Gli ISBA sono anche ampiamente utilizzati per la rimozione di coloranti da soluzioni inquinate. Numerosi studi sull’adsorbimento dei coloranti sono stati effettuati con ISBA sia inorganici che organici. Tuttavia, i risultati mostrano che gli adsorbenti industriali organici sono più efficienti degli adsorbenti inorganici per la rimozione di coloranti basici o acidi (Bhatnagar e Jain, 2005; Jain et al, 2003).

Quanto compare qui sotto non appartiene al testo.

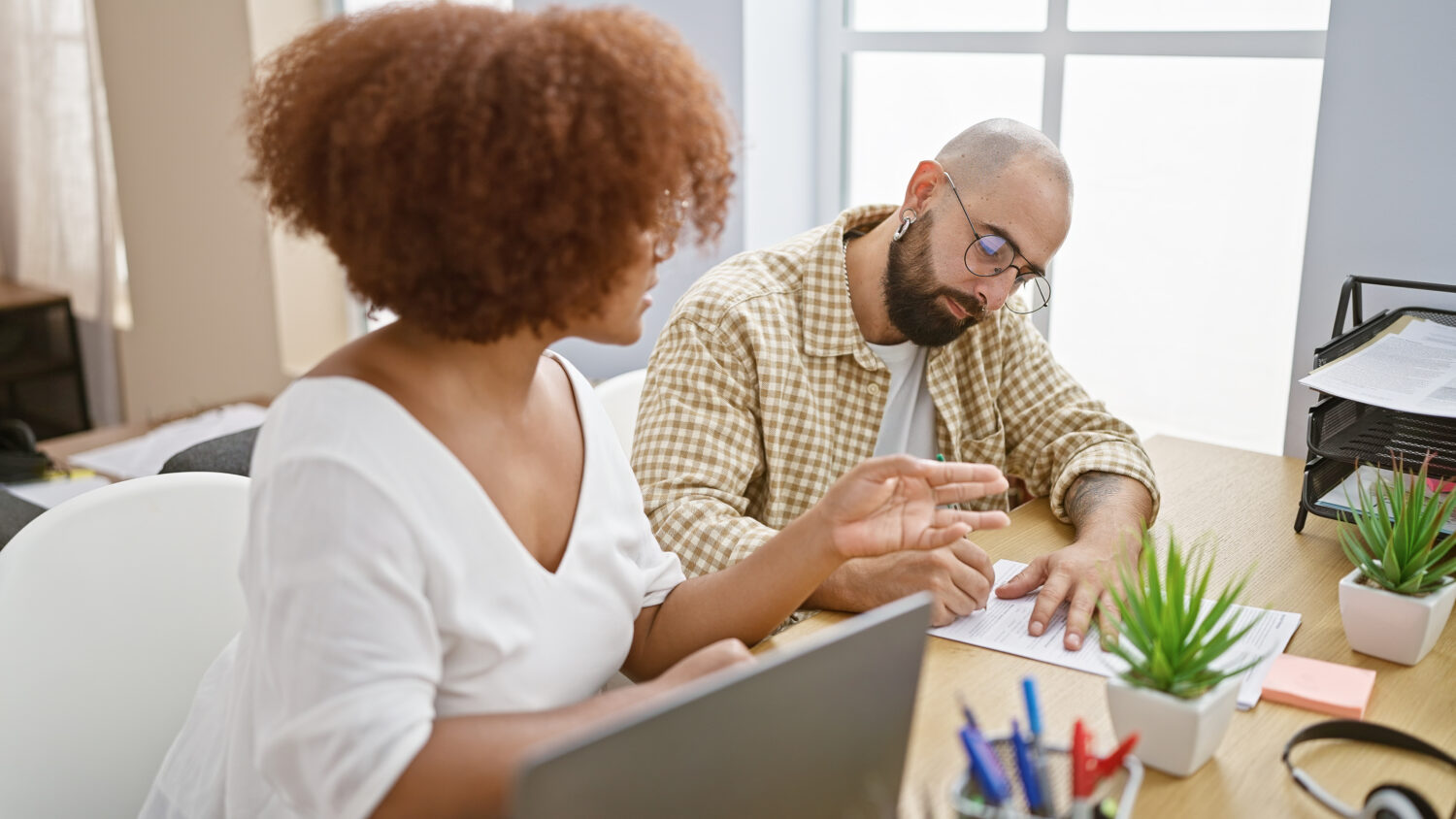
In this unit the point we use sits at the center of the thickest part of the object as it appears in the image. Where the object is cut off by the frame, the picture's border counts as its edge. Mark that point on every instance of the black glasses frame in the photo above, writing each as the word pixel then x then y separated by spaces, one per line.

Tra i rifiuti industriali esaminati da Jain et al. (2003), i fanghi ottenuti dall’industria dei fertilizzanti erano più adatti a rimuovere i coloranti di base come la crisoidina G, il violetto di cristallo e il blu di meldola rispetto a quelli provenienti dalle acciaierie (cioè, scorie d’altoforno, polvere e fanghi). Tutti questi rifiuti sono stati attivati sulla base di trattamenti simili. Tutti gli adsorbenti hanno mostrato una tendenza di adsorbimento simile per ogni colorante, ma la migliore affinità è stata per il blu di meldola. L’adsorbimento massimo per questo colorante è stato di 170 mg/g sugli adsorbenti carbonacei, 67 mg/g sui fanghi d’altoforno, 34 mg/g sulla polvere d’altoforno e 3,7 mg/g sulle scorie d’altoforno. Inoltre, questi valori seguivano esattamente la tendenza alla diminuzione dell’area superficiale degli adsorbenti (cioè 380, 28, 13 e 4 m2/g, rispettivamente).

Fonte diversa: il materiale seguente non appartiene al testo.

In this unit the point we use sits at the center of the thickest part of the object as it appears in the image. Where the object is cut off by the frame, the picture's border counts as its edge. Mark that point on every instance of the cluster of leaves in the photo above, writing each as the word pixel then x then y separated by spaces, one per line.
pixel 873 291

Il colorante può essere rimosso anche con i fanghi derivati dalla produzione di carta e cellulosa. Il principale vantaggio di questo tipo di adsorbente è l’alto contenuto di materiale organico e la sua produzione in grandi quantità da parte dell’industria cartaria (Jaria et al., 2017). Anche se questi fanghi possono contenere sostanze tossiche e additivi chimici, e quindi richiedono un trattamento e un’attivazione, il loro riutilizzo come adsorbente a basso costo sembra altamente efficiente.

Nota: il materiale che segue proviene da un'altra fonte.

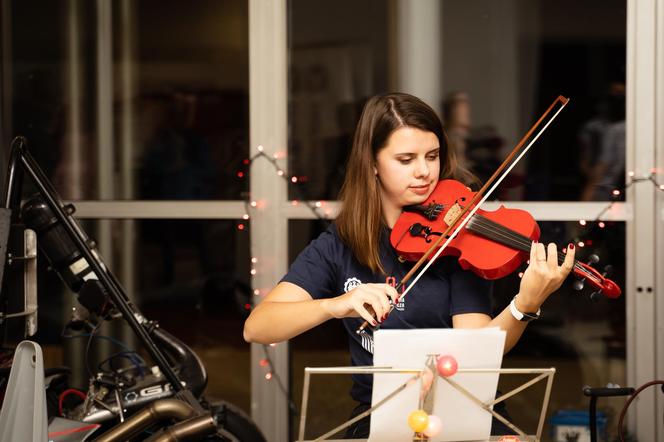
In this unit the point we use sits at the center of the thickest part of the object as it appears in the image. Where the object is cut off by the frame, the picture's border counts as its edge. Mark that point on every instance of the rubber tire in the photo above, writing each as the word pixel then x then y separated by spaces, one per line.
pixel 235 422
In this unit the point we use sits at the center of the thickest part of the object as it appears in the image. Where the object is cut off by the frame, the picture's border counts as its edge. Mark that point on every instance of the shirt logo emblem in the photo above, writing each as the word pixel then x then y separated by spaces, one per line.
pixel 351 283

Dopo il trattamento di attivazione, questo adsorbente carbonaceo ha rimosso più efficacemente il colorante cationico (blu di metilene, 263 mg/g), rispetto al colorante anionico (rosso reattivo, 34,3 mg/g) dalla soluzione acquosa (Li et al., 2011). Inoltre, l’area superficiale specifica di questo adsorbente (in media 135 m2/g) ottenuta dopo la carbonizzazione a basse temperature e in seguito all’attivazione fisica con vapore era circa cinque volte superiore a quella dei fanghi grezzi (25 m2/g). Nasr et al. (2017) hanno dimostrato che l’attivazione chimica con carbonato di potassio (K2CO3), seguita dall’attivazione fisica con vapore, di un fango di carta utilizzato come precursore grezzo per la preparazione di adsorbenti a basso costo, ha raggiunto alti livelli di rimozione del colorante blu di metilene da soluzioni acquose. In condizioni ottimali, la capacità massima di adsorbimento era di 260 mg/g. Ciò rifletteva lo sviluppo delle strutture dei pori ottenute a una temperatura di attivazione di 900°C, che contribuiva a una superficie specifica di 908 m2/g, circa 56 volte superiore a quella dei fanghi di carta grezza. Bhatnagar et al. (2007) hanno scoperto che i coloranti anionici vengono rimossi in quantità minori rispetto ai coloranti cationici dagli adsorbenti dei fanghi di cartiera. Questi risultati hanno indicato che anche dopo l’attivazione fisica con aria (a 500°C), la capacità di adsorbimento del colorante arancione G era solo 62,3 mg/g. Tuttavia, l’efficacia dei fanghi di cartiera nella rimozione dei coloranti anionici era leggermente inferiore a quella dei carboni attivi commerciali. Pertanto, dato il suo basso costo, i fanghi di cartiera possono ancora essere considerati un efficiente adsorbente per la rimozione dei coloranti dall’acqua.

In conclusione, l’adsorbimento degli inquinanti nel caso degli ISBA dipende da diversi fattori legati al materiale precursore, così come dai vari parametri riguardanti il metodo di preparazione. Questi fattori devono essere studiati per ottenere una decontaminazione dell’acqua il più possibile efficace.